Bork’s influence on conservative legal thought was also lasting. In the 1970s, he was among the first to argue for interpreting the Constitution based on its “original intent,” an idea that was later championed by Scalia and Justice Clarence Thomas.
As a scholar of antitrust law, Bork helped fundamentally change the thinking behind the law. He criticized those who targeted “big” businesses as monopolies and said antitrust law should focus instead on the welfare of consumers. At Yale, students joked that Bork taught “pro-trust,” not antitrust. But his views are now widely accepted.

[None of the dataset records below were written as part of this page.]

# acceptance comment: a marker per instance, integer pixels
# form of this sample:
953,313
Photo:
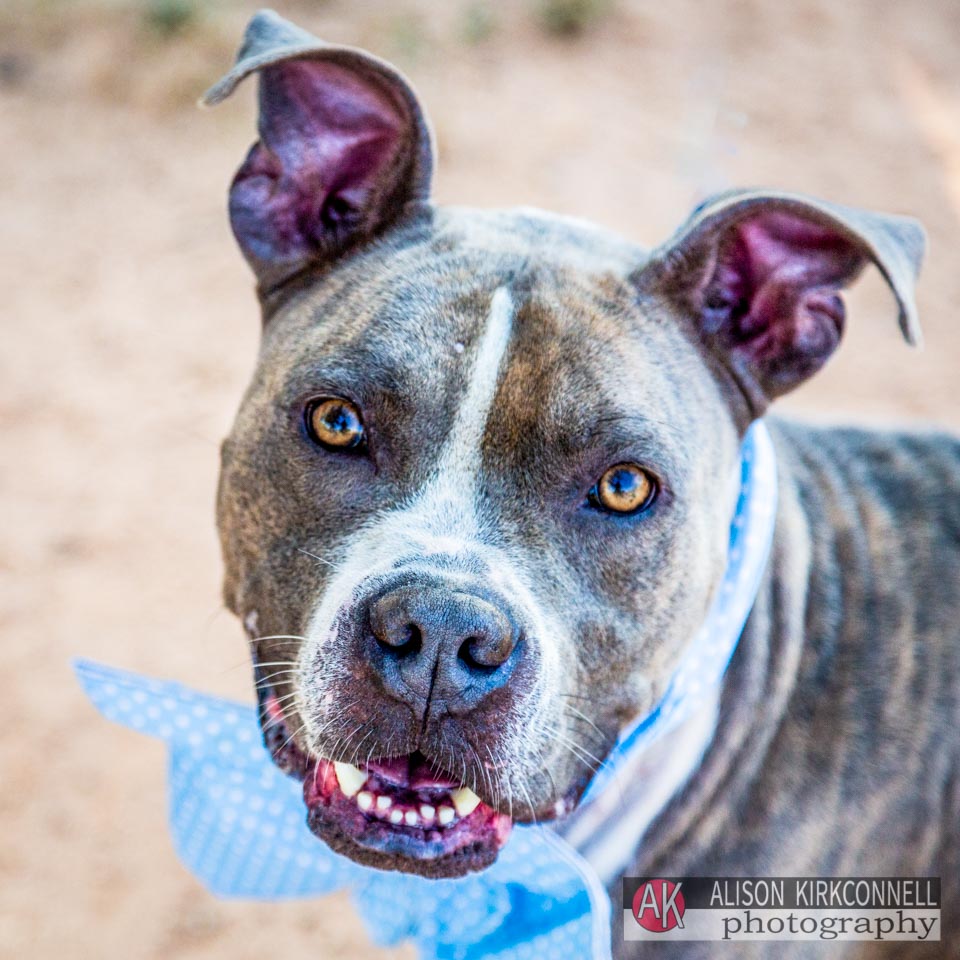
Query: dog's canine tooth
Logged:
465,801
350,778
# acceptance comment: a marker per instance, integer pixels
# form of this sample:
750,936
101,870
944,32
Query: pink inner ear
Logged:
773,297
329,150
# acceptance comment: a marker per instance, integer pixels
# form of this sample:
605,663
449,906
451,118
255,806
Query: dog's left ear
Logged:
344,149
760,275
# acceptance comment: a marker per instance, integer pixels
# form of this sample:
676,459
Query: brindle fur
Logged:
836,750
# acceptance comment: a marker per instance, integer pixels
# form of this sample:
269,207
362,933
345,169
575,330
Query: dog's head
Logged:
477,497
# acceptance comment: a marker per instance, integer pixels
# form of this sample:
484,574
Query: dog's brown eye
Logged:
625,488
335,424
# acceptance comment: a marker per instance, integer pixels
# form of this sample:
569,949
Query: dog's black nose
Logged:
444,644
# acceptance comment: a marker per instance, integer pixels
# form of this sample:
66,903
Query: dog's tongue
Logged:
413,771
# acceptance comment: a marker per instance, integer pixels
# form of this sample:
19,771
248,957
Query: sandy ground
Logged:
129,329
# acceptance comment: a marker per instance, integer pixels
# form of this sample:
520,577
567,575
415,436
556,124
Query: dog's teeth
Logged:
465,800
350,778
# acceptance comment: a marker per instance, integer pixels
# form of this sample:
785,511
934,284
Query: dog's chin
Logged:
402,814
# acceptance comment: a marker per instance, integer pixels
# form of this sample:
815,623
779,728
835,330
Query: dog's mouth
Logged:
406,809
397,813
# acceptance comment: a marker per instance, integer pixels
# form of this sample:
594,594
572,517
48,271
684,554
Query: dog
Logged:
477,501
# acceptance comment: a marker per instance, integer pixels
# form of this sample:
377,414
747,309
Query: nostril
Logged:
403,641
467,655
485,654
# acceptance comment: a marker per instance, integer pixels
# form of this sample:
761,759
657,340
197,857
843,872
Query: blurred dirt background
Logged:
130,327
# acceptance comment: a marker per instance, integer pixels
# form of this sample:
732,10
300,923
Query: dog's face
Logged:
477,497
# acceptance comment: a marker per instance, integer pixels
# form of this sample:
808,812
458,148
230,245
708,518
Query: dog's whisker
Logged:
315,557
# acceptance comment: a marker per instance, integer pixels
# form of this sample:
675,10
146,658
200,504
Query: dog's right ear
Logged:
344,149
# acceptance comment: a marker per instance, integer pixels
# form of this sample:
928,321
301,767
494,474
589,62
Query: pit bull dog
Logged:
477,500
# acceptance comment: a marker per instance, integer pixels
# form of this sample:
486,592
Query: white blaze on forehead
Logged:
441,519
461,455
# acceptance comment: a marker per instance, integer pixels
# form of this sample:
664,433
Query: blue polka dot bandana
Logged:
240,824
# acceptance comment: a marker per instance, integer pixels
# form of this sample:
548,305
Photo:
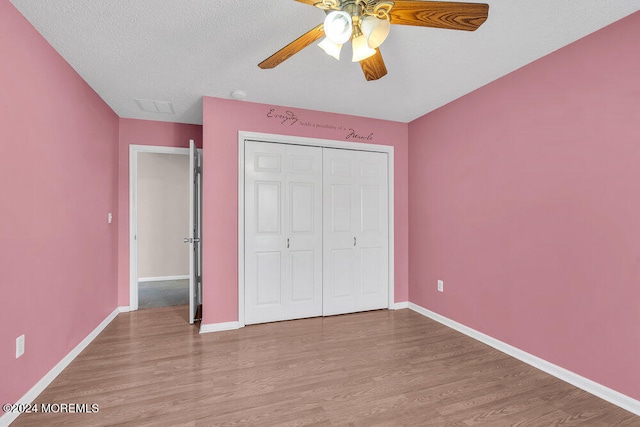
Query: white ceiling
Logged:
179,51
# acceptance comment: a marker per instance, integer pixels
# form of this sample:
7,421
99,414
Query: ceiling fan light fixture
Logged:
331,48
338,26
361,49
375,30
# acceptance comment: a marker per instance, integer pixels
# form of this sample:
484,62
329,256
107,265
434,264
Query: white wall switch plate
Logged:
19,346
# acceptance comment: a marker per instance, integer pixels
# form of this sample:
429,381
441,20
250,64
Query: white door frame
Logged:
285,139
133,211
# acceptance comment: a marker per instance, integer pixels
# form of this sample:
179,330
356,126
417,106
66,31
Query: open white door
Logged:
195,223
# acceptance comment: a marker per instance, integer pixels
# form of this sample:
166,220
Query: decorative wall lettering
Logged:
290,118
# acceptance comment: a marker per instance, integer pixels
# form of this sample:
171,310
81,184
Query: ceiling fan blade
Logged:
373,67
439,14
292,48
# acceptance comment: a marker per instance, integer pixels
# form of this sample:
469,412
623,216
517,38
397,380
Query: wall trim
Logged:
244,136
603,392
44,382
218,327
163,278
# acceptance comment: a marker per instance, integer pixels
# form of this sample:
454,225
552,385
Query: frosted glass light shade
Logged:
375,30
338,26
360,49
330,48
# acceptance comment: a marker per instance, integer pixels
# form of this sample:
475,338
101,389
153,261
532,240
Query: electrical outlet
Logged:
19,346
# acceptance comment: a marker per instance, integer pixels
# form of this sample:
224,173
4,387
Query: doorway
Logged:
163,221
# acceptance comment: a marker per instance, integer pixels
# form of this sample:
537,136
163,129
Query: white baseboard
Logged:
31,395
217,327
603,392
162,278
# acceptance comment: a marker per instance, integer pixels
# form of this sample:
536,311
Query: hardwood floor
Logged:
375,368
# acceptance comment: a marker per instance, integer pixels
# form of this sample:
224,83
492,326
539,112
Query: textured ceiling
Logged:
179,51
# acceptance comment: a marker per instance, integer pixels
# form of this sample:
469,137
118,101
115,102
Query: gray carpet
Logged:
163,294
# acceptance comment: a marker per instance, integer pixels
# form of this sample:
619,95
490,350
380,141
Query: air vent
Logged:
150,106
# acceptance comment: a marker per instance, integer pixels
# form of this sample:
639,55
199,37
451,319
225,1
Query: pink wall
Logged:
58,181
524,200
142,132
222,121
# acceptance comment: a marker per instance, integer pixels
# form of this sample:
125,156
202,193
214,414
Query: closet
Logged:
316,231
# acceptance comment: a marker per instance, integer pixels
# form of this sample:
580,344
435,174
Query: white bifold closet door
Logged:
356,231
283,232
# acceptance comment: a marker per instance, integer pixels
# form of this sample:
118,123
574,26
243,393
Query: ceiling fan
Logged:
366,24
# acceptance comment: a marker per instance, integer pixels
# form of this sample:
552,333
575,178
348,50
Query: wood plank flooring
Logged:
366,369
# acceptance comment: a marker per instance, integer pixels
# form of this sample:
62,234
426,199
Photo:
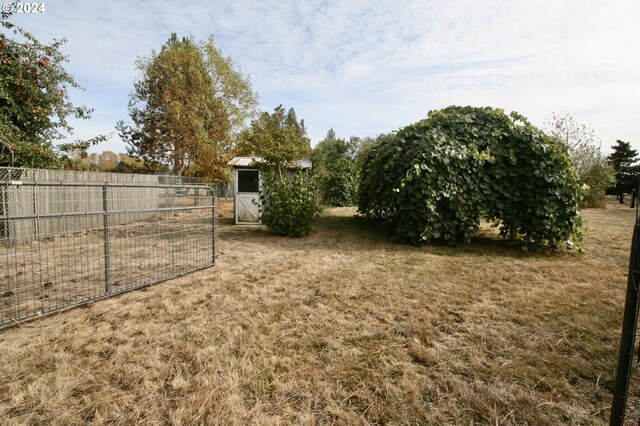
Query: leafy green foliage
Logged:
187,108
591,164
288,200
624,160
335,169
435,179
34,99
289,205
278,138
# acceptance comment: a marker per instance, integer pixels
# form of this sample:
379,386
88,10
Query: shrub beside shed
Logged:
247,184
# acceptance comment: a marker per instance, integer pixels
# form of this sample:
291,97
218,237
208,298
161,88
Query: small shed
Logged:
247,184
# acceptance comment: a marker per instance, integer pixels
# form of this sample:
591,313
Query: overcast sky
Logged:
370,67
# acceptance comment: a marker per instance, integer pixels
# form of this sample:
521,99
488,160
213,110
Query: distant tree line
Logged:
192,109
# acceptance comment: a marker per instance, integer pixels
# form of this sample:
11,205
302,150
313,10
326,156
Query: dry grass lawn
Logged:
341,327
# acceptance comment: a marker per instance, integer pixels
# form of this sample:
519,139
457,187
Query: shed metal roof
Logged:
251,161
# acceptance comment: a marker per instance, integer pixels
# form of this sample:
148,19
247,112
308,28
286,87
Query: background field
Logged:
340,327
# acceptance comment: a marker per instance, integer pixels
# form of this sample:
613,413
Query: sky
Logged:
370,67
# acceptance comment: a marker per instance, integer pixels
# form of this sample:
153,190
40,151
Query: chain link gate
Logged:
63,244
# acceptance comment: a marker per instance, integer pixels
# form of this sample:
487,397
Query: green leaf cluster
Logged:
335,169
289,204
187,108
624,161
435,179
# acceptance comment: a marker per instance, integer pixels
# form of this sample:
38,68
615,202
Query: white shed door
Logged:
248,196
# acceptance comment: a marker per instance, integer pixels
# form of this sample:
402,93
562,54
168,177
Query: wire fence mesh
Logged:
66,243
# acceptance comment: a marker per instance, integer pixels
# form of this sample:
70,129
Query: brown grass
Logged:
340,327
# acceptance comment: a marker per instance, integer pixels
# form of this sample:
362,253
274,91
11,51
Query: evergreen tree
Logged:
334,167
624,161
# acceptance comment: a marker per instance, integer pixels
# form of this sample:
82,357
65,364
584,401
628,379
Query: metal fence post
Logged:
107,243
628,337
213,225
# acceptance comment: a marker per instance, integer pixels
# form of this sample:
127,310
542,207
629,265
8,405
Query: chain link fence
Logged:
64,243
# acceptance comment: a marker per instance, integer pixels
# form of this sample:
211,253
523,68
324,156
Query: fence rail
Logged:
63,244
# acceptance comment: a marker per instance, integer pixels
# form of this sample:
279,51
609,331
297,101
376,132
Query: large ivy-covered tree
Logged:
187,108
436,179
624,160
335,169
34,99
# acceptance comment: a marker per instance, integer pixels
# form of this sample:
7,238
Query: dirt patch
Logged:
340,327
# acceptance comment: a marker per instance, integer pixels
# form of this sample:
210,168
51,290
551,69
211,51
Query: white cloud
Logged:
366,67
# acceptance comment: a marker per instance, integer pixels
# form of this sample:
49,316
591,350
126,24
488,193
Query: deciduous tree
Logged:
278,138
187,107
34,99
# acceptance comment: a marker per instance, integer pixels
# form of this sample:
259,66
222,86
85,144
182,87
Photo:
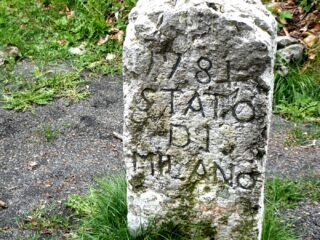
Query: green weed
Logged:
27,93
44,219
103,212
48,133
297,95
281,194
299,136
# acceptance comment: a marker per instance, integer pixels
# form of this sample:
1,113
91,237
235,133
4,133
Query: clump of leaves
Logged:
43,89
48,133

Bork stepped down from the bench a year after his Senate defeat, and he wrote several books renewing his criticism of liberalism. In the last year, he served as a chairman of Republican presidential nominee Mitt Romney’s advisory committee on the judiciary and the courts.
Scalia praised Bork as “one of the most influential legal scholars of the past 50 years. His impact on legal thinking in the fields of antitrust and constitutional law was profound and lasting. More important for the final accounting, he was a good man and a loyal citizen.”
Bork was born in Pittsburgh on March 1, 1927, and served in the Marines. He graduated from the University of Chicago and its law school and worked as a lawyer in New York and Chicago before joining the Yale faculty in 1962.
His first wife, Claire Davidson, died in 1980. He married Mary Ellen Bork, a former nun, in 1982. She survives him, along with three children from his first marriage, sons Robert and Charles Bork and daughter Ellen Bork, and two grandchildren.